Last week Sen. Hassan called on the federal VA officials to strengthen New Hampshire veterans’ access to telehealth.


“For those that have used it they can’t get enough of it,” said Nancy Falleur, Chief of Telehealth for the Manchester VAMC.


[…] Two pieces of legislation co-sponsored by Sen. Hassan aimed at helping veterans have been signed into law.


The Commander John Scott Hannon Veterans Mental Health Care Improvement Act was signed into law this week.


The bipartisan legislation bolsters the Department of Veteran’s Affairs mental health workforce and increases rural access to VA care.
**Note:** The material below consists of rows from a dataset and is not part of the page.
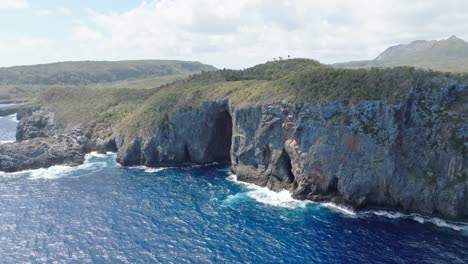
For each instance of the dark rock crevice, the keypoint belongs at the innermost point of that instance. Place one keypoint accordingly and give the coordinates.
(219, 144)
(284, 169)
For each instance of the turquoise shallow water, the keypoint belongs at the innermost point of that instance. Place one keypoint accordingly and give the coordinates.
(101, 212)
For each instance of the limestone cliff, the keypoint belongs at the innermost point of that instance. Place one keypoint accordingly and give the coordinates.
(409, 155)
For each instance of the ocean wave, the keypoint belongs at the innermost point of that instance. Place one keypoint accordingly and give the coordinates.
(13, 118)
(284, 199)
(457, 226)
(266, 196)
(93, 162)
(148, 169)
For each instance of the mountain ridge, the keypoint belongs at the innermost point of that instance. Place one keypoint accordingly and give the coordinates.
(448, 55)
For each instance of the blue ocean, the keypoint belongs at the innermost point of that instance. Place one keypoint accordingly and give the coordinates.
(101, 212)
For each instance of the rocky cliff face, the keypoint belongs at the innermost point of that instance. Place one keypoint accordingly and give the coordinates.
(42, 143)
(198, 137)
(409, 155)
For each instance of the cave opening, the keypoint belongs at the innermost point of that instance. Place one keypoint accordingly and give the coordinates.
(284, 168)
(219, 147)
(187, 158)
In addition The National Suicide Hotline Designation Act will designate 9-8-8 as the National Suicide Prevention Lifeline and include the Veterans Crisis Line for veteran-specific mental health support.


Last week Hassan also urged the National Personnel Records Center to safely speed up its processing of veterans records, so that veterans receive their VA benefits in a timely manner.


WMUR: Veterans groups say more support needed


PORTSMOUTH, N.H. — Veterans support organizations spoke with U.S. Sen. Maggie Hassan on Monday about what assistance is needed to help veterans deal with the effects of the COVID-19 pandemic.


Telehealth has been a lifeline for many veterans during the pandemic, and officials with the Veterans Administration said its use is growing.


[…] "We're going to have a mental health, what I would call, tsunami that's going to come, and just to be aware of that and try to address it, I think, is going to be very important, both at the state and the federal level," said Eric Golnick, CEO of Veterans & First Responder Healthcare.


[…]  Officials said a lot of veterans, National Guard members and frontline workers are busy helping other people through the pandemic. When the adrenaline finally settles down, help will be needed.